The grant recipients are studying integrated behavioral health, which is the study of the interaction between mental and physical health.
“[Integrated behavioral health is practiced] at a community health center or a primary care center,” Cary said. “You’re combining mental health or behavioral health with physical health, so you can get all of your needs met in one area.

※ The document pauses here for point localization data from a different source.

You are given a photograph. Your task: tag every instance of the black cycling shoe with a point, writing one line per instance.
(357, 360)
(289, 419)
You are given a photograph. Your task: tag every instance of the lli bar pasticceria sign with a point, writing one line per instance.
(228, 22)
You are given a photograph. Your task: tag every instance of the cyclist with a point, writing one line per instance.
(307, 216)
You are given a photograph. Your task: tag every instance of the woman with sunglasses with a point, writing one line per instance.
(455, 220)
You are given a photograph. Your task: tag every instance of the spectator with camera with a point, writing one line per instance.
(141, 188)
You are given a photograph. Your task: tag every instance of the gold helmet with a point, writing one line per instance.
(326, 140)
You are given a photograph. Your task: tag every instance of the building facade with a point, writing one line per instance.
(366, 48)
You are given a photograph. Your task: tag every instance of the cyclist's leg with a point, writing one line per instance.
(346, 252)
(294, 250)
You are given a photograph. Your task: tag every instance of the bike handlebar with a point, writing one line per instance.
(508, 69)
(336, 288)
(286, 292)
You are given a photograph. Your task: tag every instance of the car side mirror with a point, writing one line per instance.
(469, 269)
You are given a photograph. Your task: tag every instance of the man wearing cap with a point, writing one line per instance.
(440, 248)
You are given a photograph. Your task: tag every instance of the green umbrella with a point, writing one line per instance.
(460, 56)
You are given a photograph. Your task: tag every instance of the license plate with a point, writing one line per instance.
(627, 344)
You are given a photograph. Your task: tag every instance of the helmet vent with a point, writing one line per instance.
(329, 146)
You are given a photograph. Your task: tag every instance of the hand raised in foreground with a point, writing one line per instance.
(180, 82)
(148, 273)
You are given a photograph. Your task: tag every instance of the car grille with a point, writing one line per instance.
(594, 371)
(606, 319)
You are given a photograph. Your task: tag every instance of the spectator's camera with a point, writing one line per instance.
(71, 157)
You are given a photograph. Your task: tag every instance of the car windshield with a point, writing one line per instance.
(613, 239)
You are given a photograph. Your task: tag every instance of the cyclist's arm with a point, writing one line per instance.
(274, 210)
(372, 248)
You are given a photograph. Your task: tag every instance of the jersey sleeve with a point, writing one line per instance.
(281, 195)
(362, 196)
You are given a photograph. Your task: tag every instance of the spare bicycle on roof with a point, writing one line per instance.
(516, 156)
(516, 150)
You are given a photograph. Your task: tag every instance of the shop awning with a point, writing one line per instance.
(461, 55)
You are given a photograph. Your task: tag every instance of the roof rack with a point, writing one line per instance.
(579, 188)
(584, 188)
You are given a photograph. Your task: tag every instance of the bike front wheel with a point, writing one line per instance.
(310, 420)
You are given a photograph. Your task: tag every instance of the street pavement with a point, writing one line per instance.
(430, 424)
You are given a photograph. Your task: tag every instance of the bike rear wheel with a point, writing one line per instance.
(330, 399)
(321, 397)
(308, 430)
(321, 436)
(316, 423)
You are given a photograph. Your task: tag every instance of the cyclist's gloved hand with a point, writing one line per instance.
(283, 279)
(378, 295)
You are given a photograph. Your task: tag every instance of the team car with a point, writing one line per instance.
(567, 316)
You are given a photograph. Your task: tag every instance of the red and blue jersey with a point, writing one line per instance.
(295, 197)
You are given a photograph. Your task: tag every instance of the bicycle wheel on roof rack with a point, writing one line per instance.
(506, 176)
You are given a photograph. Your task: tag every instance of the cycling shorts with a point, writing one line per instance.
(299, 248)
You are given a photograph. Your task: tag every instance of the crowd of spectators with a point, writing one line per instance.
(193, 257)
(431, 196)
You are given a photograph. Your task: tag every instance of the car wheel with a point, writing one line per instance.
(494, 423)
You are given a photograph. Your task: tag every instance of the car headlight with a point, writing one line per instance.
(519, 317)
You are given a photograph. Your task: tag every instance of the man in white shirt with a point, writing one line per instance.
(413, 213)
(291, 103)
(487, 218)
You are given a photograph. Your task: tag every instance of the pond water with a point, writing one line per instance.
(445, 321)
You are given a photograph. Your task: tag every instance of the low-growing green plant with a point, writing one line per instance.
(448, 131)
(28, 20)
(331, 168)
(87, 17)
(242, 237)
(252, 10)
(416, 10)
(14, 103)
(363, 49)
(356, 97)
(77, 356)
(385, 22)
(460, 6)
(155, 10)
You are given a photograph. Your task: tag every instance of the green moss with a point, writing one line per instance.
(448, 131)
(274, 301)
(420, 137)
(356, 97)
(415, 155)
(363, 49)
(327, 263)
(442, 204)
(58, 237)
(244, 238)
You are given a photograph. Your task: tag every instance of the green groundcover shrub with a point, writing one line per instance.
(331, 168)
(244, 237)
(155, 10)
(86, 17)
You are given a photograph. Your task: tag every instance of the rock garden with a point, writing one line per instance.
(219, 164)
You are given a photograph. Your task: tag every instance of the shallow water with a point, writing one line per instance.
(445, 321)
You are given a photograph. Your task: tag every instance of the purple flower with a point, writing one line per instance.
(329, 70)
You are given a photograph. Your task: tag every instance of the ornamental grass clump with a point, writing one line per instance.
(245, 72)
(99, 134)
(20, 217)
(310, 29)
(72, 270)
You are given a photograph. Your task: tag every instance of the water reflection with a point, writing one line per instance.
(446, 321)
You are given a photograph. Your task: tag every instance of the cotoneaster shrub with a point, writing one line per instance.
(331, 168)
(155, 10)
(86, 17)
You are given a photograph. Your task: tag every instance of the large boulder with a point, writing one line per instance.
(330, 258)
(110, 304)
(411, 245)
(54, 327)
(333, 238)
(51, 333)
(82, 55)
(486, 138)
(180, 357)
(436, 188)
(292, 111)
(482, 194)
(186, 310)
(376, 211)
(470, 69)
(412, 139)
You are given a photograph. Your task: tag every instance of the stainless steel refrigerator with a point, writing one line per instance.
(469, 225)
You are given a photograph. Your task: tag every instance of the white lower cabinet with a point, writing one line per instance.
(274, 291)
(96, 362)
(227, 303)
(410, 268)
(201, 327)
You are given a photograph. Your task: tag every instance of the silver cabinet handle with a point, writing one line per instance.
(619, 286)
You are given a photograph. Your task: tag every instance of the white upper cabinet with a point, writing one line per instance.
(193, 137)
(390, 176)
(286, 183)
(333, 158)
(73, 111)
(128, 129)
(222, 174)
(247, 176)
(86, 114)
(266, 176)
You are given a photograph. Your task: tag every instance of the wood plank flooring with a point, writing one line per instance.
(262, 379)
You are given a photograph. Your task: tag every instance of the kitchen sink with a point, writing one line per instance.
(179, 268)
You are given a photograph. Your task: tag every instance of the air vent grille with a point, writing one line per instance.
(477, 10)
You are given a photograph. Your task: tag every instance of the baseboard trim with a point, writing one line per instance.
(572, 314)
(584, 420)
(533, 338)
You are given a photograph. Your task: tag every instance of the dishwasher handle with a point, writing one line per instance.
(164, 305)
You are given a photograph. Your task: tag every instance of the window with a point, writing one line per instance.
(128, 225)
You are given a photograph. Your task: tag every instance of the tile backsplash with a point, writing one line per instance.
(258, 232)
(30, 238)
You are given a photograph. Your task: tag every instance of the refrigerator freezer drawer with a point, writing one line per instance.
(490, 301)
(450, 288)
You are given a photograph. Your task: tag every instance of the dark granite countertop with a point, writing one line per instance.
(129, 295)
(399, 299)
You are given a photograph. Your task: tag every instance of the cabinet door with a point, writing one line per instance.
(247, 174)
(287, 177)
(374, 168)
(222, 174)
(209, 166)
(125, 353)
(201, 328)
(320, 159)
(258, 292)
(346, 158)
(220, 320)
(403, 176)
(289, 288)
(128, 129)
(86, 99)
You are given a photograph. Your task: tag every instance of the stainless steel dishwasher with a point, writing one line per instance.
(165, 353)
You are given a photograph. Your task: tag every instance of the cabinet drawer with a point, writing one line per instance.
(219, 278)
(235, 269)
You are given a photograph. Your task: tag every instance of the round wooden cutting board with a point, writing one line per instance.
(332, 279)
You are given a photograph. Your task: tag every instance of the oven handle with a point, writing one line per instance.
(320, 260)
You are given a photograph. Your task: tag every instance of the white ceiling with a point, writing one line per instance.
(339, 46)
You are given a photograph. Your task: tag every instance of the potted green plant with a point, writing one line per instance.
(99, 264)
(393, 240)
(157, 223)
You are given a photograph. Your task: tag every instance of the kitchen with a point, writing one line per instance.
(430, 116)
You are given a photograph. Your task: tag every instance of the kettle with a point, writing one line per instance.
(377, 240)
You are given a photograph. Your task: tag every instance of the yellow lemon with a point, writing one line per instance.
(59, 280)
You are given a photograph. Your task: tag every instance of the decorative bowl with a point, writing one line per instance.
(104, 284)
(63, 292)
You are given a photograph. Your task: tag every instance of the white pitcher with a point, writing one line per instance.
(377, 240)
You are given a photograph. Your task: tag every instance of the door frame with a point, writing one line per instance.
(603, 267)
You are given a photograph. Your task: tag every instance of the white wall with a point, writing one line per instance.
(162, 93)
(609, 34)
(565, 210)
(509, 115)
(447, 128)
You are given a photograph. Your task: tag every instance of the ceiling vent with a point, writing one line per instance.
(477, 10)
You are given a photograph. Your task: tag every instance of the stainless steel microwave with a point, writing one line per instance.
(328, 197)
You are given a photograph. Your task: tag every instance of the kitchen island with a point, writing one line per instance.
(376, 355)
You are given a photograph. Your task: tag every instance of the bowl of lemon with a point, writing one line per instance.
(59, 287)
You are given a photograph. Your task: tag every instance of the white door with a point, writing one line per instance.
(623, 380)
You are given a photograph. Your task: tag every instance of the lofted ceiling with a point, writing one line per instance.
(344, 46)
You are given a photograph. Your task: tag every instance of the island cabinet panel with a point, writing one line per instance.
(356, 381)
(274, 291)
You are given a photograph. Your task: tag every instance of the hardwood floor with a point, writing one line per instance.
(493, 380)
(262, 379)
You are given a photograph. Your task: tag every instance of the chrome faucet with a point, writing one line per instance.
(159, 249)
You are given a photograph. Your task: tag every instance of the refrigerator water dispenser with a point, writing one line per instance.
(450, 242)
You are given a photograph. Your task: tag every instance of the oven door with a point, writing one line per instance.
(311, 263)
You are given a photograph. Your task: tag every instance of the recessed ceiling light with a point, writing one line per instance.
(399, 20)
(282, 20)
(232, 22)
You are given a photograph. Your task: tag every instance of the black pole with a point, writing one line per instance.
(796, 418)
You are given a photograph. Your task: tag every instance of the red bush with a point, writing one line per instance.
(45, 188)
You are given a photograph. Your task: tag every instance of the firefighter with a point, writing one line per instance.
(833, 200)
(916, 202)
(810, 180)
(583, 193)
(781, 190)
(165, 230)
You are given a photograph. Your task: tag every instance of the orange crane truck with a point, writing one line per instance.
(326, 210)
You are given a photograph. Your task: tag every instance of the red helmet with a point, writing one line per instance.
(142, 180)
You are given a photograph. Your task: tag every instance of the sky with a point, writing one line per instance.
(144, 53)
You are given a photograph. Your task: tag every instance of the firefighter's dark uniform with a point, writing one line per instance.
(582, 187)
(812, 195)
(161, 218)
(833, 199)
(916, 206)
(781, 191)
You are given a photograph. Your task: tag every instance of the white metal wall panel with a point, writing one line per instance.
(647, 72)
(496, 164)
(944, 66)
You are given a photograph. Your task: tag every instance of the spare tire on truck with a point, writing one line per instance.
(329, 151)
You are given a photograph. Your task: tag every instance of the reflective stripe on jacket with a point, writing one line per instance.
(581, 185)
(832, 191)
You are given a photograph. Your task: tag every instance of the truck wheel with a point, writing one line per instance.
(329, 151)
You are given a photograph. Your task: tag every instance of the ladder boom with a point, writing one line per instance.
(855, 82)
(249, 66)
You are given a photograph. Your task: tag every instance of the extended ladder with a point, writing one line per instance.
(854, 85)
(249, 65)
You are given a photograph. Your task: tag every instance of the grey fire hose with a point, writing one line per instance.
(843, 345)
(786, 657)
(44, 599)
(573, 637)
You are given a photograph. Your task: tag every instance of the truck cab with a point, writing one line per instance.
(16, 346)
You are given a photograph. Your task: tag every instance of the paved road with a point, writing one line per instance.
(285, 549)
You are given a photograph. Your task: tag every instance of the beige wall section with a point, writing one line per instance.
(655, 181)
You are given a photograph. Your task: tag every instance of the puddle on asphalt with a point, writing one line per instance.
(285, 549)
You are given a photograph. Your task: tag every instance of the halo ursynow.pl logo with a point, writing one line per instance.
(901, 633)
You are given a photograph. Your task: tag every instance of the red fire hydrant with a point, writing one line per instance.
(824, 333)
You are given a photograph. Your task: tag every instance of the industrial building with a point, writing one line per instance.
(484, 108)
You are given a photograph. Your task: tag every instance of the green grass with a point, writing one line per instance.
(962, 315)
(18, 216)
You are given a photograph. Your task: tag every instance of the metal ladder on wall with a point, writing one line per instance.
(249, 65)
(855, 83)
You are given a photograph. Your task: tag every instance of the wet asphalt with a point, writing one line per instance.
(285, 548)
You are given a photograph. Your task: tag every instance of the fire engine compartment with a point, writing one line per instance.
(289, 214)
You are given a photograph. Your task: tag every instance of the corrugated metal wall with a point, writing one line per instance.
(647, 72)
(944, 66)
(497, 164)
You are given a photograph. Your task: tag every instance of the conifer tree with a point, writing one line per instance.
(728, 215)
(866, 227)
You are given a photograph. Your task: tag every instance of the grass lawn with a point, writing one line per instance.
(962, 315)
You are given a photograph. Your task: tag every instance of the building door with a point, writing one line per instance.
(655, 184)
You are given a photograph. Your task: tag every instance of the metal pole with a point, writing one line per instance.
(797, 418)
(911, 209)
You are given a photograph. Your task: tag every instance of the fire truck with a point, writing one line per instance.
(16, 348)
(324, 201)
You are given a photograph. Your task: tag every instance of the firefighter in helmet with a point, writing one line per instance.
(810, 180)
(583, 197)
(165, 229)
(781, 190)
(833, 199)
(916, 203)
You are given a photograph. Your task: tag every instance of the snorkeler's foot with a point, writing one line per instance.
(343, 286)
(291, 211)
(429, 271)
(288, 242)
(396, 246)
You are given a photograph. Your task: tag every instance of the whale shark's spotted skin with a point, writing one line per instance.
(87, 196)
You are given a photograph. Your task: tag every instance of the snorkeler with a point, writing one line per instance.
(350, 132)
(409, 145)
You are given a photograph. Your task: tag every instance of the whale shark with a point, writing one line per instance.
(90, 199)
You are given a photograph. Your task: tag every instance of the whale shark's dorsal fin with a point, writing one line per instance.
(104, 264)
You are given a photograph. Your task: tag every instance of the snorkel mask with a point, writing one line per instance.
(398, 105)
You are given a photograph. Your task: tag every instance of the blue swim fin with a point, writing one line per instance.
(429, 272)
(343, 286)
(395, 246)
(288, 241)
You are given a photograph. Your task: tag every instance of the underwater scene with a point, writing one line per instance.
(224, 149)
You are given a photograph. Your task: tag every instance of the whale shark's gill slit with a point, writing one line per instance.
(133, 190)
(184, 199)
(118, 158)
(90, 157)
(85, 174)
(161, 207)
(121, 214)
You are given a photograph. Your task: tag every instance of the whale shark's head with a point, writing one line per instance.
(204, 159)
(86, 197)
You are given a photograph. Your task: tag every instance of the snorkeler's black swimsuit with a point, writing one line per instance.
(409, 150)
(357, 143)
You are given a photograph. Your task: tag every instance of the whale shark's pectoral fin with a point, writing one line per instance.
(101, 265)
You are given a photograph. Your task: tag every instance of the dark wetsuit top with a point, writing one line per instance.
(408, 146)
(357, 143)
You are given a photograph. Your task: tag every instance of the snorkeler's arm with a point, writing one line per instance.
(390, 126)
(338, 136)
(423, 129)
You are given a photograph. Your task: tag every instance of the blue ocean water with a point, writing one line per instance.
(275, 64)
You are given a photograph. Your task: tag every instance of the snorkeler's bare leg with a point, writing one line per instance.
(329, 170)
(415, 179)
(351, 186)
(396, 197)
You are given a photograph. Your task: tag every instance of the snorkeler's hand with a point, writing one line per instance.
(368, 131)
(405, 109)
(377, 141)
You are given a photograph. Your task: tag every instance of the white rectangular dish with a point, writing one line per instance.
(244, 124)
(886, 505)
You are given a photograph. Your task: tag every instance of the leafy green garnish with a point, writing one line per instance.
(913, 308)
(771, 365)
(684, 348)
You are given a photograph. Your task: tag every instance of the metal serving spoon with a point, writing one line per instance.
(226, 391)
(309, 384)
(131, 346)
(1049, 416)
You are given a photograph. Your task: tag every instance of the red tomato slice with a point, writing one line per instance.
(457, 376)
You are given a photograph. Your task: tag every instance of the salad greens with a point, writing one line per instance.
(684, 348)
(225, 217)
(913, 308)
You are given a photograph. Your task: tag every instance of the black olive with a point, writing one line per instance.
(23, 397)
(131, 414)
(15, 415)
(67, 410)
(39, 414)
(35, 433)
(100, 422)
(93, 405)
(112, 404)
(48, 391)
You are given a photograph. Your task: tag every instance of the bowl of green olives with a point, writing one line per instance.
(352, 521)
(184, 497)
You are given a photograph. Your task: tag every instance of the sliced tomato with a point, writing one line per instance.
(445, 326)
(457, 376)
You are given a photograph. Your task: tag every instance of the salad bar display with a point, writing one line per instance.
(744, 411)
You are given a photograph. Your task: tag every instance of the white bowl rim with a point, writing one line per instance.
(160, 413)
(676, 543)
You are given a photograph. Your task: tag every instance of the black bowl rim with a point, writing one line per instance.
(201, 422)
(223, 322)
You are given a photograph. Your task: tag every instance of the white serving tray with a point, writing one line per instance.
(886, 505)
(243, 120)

The whole reason for integrated behavioral health is that people were dying 25 years earlier with mental health issues because of associated physical problems that tend to accompany mental health.”
HRSA previously awarded a $1 million grant to MU and UMSL that disbursed from 2014 to 2017.
Missouri is the leading state in employment for integrated behavioral health jobs, and many awards have been given within the state for fieldwork, Cary said.
“[The grant] gives students so many more opportunities,” Cary said. “In addition, it helps them seek out employment in the area of integrated behavioral health, so it helps them to find jobs and helps to train our proprietors through the whole state.”
Integrated behavioral health is a growing trend in social work, so MU and UMSL want to educate their students on the subject, Cary said.
“This is important work happening in important places,” said Sharon Johnson, dean of UMSL’s School of Social Work and lead principal investigator on the grant, in a press release. “Being able to build an educated and experienced workforce to deliver needed behavioral health services to vulnerable individuals and their families is beyond beneficial — it’s necessary.”